My mom asked me to trap some muskrats because they are destroying her lawn. Her house backs up to a gravel pit turned fancy subdivision. It is in city limits with neighbors that don't have a clue. ( a new neighbor asked my mom what she dug and buried from her house to his, he thought that she tapped into his electrical. She had to tell him what a mole is!)
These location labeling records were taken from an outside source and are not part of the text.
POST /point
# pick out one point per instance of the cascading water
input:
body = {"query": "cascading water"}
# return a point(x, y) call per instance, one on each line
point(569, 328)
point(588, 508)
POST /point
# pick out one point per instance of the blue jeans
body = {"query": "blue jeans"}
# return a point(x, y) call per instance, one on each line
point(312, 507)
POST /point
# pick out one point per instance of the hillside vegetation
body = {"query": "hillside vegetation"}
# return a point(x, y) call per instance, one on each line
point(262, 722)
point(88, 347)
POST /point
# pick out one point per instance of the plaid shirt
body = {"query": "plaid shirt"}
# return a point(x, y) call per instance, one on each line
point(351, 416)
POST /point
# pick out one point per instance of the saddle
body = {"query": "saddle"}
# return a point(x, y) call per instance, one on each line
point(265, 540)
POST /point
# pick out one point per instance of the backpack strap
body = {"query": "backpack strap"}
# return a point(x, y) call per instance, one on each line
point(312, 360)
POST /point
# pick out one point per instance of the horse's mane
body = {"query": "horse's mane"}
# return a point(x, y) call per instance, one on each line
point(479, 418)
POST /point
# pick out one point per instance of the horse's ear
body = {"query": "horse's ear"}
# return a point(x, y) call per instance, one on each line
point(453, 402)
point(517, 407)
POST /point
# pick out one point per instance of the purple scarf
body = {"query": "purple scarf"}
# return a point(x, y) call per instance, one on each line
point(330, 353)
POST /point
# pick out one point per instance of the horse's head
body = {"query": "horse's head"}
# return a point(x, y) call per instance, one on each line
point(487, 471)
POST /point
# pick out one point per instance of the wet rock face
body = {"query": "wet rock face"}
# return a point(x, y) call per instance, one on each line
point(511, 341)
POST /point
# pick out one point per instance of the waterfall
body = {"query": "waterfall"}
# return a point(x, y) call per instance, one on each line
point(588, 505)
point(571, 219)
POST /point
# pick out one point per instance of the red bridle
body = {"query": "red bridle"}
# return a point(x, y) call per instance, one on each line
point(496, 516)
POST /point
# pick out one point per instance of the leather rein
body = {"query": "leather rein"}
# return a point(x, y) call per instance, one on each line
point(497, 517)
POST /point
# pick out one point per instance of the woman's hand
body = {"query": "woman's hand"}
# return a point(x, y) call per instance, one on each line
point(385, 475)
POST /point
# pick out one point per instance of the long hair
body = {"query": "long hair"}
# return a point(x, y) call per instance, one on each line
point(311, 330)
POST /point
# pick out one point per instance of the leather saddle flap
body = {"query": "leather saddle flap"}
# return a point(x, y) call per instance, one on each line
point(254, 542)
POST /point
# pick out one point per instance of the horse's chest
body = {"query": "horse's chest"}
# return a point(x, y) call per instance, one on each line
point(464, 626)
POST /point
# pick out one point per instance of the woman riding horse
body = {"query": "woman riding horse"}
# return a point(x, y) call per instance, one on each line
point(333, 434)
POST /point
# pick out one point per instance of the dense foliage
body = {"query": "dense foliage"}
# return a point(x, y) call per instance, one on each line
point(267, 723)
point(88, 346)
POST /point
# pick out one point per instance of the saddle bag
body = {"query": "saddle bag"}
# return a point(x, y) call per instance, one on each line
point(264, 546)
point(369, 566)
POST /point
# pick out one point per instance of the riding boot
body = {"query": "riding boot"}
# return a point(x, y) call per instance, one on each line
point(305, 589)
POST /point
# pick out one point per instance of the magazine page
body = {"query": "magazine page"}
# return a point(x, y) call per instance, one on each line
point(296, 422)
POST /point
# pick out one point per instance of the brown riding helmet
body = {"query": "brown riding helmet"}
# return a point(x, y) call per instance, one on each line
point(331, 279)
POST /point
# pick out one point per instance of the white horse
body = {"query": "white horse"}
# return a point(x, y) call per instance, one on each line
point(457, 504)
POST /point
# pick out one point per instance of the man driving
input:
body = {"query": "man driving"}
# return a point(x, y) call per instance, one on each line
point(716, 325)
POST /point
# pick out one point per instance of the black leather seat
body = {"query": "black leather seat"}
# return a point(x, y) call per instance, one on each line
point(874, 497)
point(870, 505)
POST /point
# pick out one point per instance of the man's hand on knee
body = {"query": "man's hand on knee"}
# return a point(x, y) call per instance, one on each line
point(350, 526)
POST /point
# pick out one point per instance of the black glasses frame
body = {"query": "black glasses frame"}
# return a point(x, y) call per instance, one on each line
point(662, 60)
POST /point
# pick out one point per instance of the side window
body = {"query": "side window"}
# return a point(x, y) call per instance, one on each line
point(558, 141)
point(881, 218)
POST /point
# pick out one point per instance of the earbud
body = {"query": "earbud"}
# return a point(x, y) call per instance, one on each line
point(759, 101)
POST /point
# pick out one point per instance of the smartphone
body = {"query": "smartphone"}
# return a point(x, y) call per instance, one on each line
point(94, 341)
Anyway, can I trap muskrats out of season if they are damaging her lawn? If I wait until the season, I still have the problem of trapping in city limits. I don't think she wants to pay an exterminator. My next step is to call the city, but I was hoping to get info here, too. If the neighbors see me pull a muskrat out of a hole, they might freak out!


----------



## soggybtmboys (Feb 24, 2007)

Typically you cannot take a furbearer out of season, unless you are issued a nuisance/damage permit from the local DNR having jurisdiction. Typically they will assess damage and go from there. Even if they issued a permit, you would have to check with local authorities on local laws to make sure you are in compliance. Certain furbearers are allowed out of season, check with the Hunting regs on those, ie ***** and coyotes doing or about to do damage on private property.


----------



## alex-v (Mar 24, 2005)

Does she have moles or muskrats? I did not know that muskrats would burrow tunnels like the one you describe going from one house to another.

If they are muskrats then why did she have to tell the neighbor what a mole was??


----------



## Shop Rat (Apr 8, 2006)

alex-v said:


> Does she have moles or muskrats? I did not know that muskrats would burrow tunnels like the one you describe going from one house to another.
> 
> If they are muskrats then why did she have to tell the neighbor what a mole was??


One mole went thru the yard, the neighbor thought that my mom dug or buried something.(I have not idea what this this guy was thinking) From the lake, there are at least 10 muskrat holes at the waters edge and soft spots up toward the house. One part of her yard is tunneled so badly by the muskrats that it is sinking near the lake.

I was there today. One neighbor came over and my mom talked to him about the muskrats. He said that he is on the board for the neighborhood and there is nothing in their bylaws about them, and also said that they use a guy from Romeo to trap them. The neighborhood association might pay for it. Most neighbors are putting up retaining walls and they don't have problems with them. My mom's spot is natural, so they are in there big time.


----------